It’s not particularly your style? Or it’s not particularly to your benefit?
To that I’m curious. Since Twine games which are in the same group as COG have back buttons, that are actually easy to implement, and I never see anyone complaining about it.
But since I’m a man of business, I been thinking about this situation. Why would I want to give people something as easy as a back button or save check points?
I think I reached a quite possible explanation.
Most people buy COG games via Steam or via Google play. If those plataform have something truly in common is their refund system.
Steam allows to refund a game if you haven’t played more than a hour. And google has a similar system I forgot about. So let’s go with steam.
The average of the latest COG/HG published works seems to go between a 30k/60k.
Given that demos are a thing it would be safe to believe the purchase wouldn’t happen until more or less in the middle.

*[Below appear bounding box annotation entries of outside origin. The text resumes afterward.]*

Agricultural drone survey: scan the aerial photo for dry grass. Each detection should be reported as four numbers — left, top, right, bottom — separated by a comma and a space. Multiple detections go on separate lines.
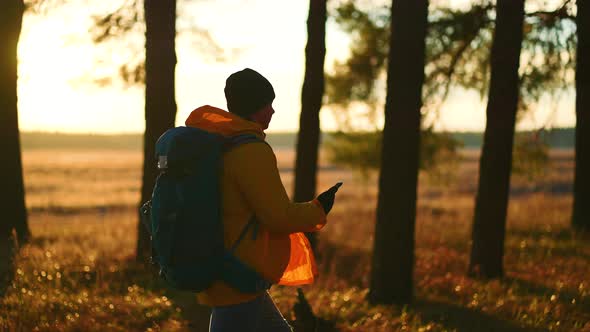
0, 151, 590, 331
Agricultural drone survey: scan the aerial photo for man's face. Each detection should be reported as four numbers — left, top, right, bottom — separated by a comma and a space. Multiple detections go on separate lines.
251, 103, 275, 130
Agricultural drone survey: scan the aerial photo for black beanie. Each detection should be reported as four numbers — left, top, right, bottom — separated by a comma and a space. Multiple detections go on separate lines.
223, 68, 275, 119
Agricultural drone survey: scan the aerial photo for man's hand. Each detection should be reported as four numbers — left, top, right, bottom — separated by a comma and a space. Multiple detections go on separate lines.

Now we need to keep in a mind that people may like a demo but not the full content, and at that point we find ourselves in front of two situations.
1- The buyer drops the IF quite early after paying it, getting a guaranteed refund.
2- The buyer doesn’t discover their didnt like the IF until is too late. Since they would need to replay the game from scratch if they got a wrong option or they want to try another path.
Now what would happen if we were to put a back button or/and checkpoints?
The time someone would need to replay the game would get shortened and could fill that hour.
So after the buyer was done? They would could get a refund.
Now, given how the latest games hasn’t had exactly the best popularity (No offense to the authors, I’m talking numbers here) that other anterior works, that can suppose a problem.
Basically because publishing anything on steam/google play has a cost. So if the sales dont go well, that’s money lost, and that’s a big no no for a business.
Ofc that’s just my reflection over the issue, with the most utmost respect towards Choice of Games and it’s staff.